Monday, July 16, 2012

Sex in Film: MAD MEN, season 5

Emmy and Golden Globe drama winner MAD MEN (AMC TV, Matthew Weiner exec. producer and large principal cast), in its 5th season, follows a New York City advertising agency in the1960s. The writing is smart, the characters well developed, the settings and situations plentiful and accurate. Personal and societal brilliance, shortcomings, quirks, and sometimes quick, but more often painfully slow personal growth figure throughout.

MAD MEN draws much of its dramatic energy from the charismatic, polished, urbane, and enigmatic Don Draper (Jon Hamm), and his male colleagues, but each season shifts more emphasis on the women. What they are seeing, doing, feeling and struggling with determines much of what we see on screen. They grew up being told that the man they became dependent upon would define them. Their struggle to recognize this fact and respond to it in their individual lives makes for dramatic tension. The women created by Weiner and his writers are not stereotypes, but archetypes. In 43 minute weekly episodes, their inner lives cannot be told so well as in a full length film, but their experience of sex is a central story element of MAD MEN.

There are zipless fucks in good supply: Draper’s wife Betty (Joan January) enjoying the vibrations of her automatic washer, or standing up in a hallway alcove coupling with a new male acquaintance. Elisabeth Moss’ character, Peggy, AWOL at a movie after an office catastrophe, brings to climax a man who offers her a joint in the almost empty theater. Draper’s glamorous mother-in-law briefly leaves the table at a business awards dinner and takes in her mouth Draper’s business partner. The camera eye, from a distance, is that of Draper’s 12 y.o. Daughter. At work, couches, or at least desks to lean on as soon as the office door is locked, accommodate sex.  By contrast in season 5, Draper’s new wife Megan (Jessica ParĂ©), is a force of sexual voracity, brains, and heart, devoted entirely to him. In several memorable scenes, he seems to find it unfathomable that he now feels the like toward her. The Don Draper of season 5 brings to mind Mr. Jones, in Bob Dylan’s Ballad of a Thin Man. He sees something happening here, but doesn’t know what it is.

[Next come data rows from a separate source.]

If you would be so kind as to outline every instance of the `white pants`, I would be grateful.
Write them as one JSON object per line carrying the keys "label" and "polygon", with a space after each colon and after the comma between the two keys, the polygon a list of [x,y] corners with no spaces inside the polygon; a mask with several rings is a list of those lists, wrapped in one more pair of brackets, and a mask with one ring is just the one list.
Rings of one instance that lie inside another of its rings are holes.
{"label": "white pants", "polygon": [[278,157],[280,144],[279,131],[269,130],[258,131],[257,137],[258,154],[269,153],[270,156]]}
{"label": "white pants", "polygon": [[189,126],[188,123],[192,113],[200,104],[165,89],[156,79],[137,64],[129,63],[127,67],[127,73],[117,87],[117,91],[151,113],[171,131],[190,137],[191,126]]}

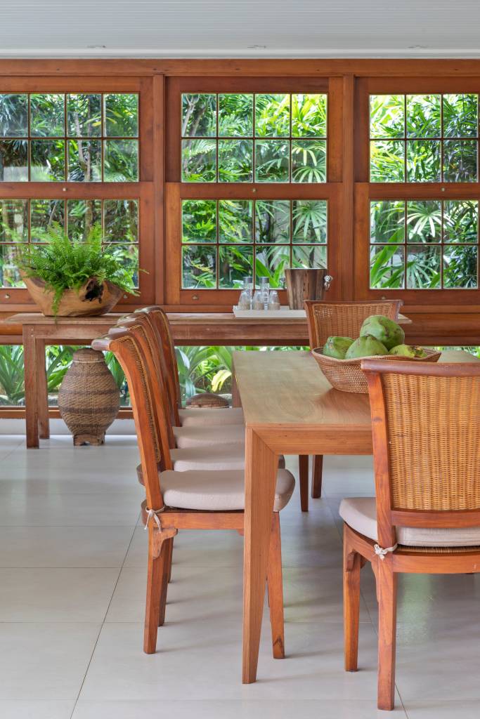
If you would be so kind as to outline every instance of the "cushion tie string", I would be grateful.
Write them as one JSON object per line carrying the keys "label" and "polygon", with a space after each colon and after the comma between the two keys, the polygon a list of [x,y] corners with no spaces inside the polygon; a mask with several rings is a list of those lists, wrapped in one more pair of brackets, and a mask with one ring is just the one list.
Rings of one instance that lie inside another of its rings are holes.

The sexual scenes are strongly instrumental to theme and plot, but are new ground for a popular 8:00 PM cable TV serial. They entice, transgress, and reflect angst over gender and governance. I’ve been amused, embarrassed, discomforted, excited, piqued, and encouraged by Mad Men. It’s edgier than, say, Friday Night Lights, and less clear as to character and emotions, but just as true.  Recommend.